Methods: We used data from five long-term birth cohorts in Brazil, Guatemala, the Philippines and South Africa to explore different domains of adult WHW, and how these domains relate to early life exposures. We calculated Pearson’s correlation coefficients on eight postulated WHW outcomes to identify possible domains and used principal component analyses (PCA) to derive a single continuous component variable for each domain.
Findings: The PCA based on available adult outcome data led to the identification of three domains: human capital (intelligence, schooling, height, and absence of teen childbearing), metabolic health (body mass index, metabolic syndrome signs) and psychological health (psychological symptoms score and self-reported happiness). The domains were uncorrelated. Only 5·8% of the women were in the upper tercile of all three domains whereas 33·2% were not in the top tercile of any domain. Early determinants (wealth, maternal education, maternal height, water and sanitation, birthweight, length at 2 years and development quotient in mid-childhood) were positively associated with human capital, while birth order was negatively associated.

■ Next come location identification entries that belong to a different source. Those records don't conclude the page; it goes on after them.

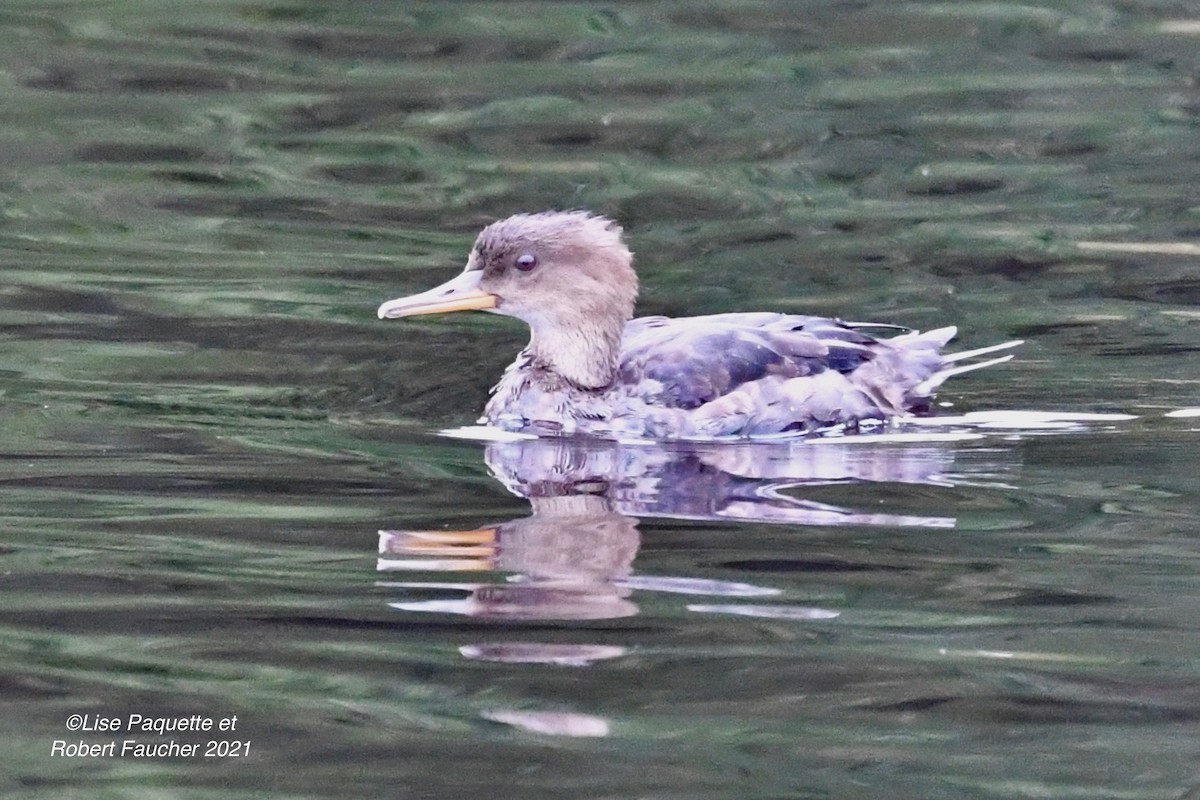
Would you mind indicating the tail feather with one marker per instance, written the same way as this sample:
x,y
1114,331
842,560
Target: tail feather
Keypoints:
x,y
951,358
930,384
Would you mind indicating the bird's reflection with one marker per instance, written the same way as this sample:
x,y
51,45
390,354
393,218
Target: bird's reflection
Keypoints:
x,y
573,557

Few associations were found for the metabolic or psychological components. Birthweight and weight at age 2 years was associated with worse metabolic health. Maternal education was associated with improved psychological health.

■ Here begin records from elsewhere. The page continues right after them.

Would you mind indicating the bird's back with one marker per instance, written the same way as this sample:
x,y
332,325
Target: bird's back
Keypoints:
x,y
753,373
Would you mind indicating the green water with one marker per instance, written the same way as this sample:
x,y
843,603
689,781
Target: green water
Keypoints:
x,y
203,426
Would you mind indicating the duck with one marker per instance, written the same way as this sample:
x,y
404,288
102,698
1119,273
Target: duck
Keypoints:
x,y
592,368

Interpretation: Our findings indicate that WHW is multidimensional, with most women in the cohorts being compromised in one or more domains while few women scored highly in all three domains. Early life exposures are strongly related to human capital, but not to metabolic or psychological health. Our analyses are limited by lack of data on adolescent exposures and on other relevant WHW dimensions such as safety, agency, empowerment, and violence. Further research is needed in LMICs for identifying and measuring the multiple domains of WHW.
Funding: Wellcome Trust and Bill & Melinda Gates Foundation – Funding for the research contributing to this paper was provided by the Wellcome Trust (grant # 101815/Z/13/Z). The COHORTS consortium was established through a grant from the Wellcome Trust (# 082554/Z/07/Z) and recent data collection was supported by a grant to Emory University from Bill & Melinda Gates Foundation (OPP1164115). In addition to the named authors, the COHORTS study team included Fernando Barros, Isabelita Bas, Judith Borja, Delia Carba, Natalia Peixoto Lima, Sara Naicker, Lukhanyo Nyati, Tita Lorna Perez, Jithin Varghese and Fernando Wehrmeister. The sponsors had no role in the analysis and interpretation of the evidence, writing of the paper, or decision to submit for publication.
Declaration of Interest: ADS reports grants from Bill and Melinda Gates Foundation. ZAB reports grants from the International Development Research Centre (reproductive, maternal, newborn, child, and adolescent health in conflict settings: case studies to inform implementation of interventions) and Countdown to 2030–UNICEF. All other authors declare no competing interests.
Ethics Approval: Ethical approval for data collection and analyses was obtained at each site prior to each wave of data collection. Ethical clearance for the current pooled analyses was granted by the Research Ethics Committee of the School of Medicine, Federal University of Pelotas.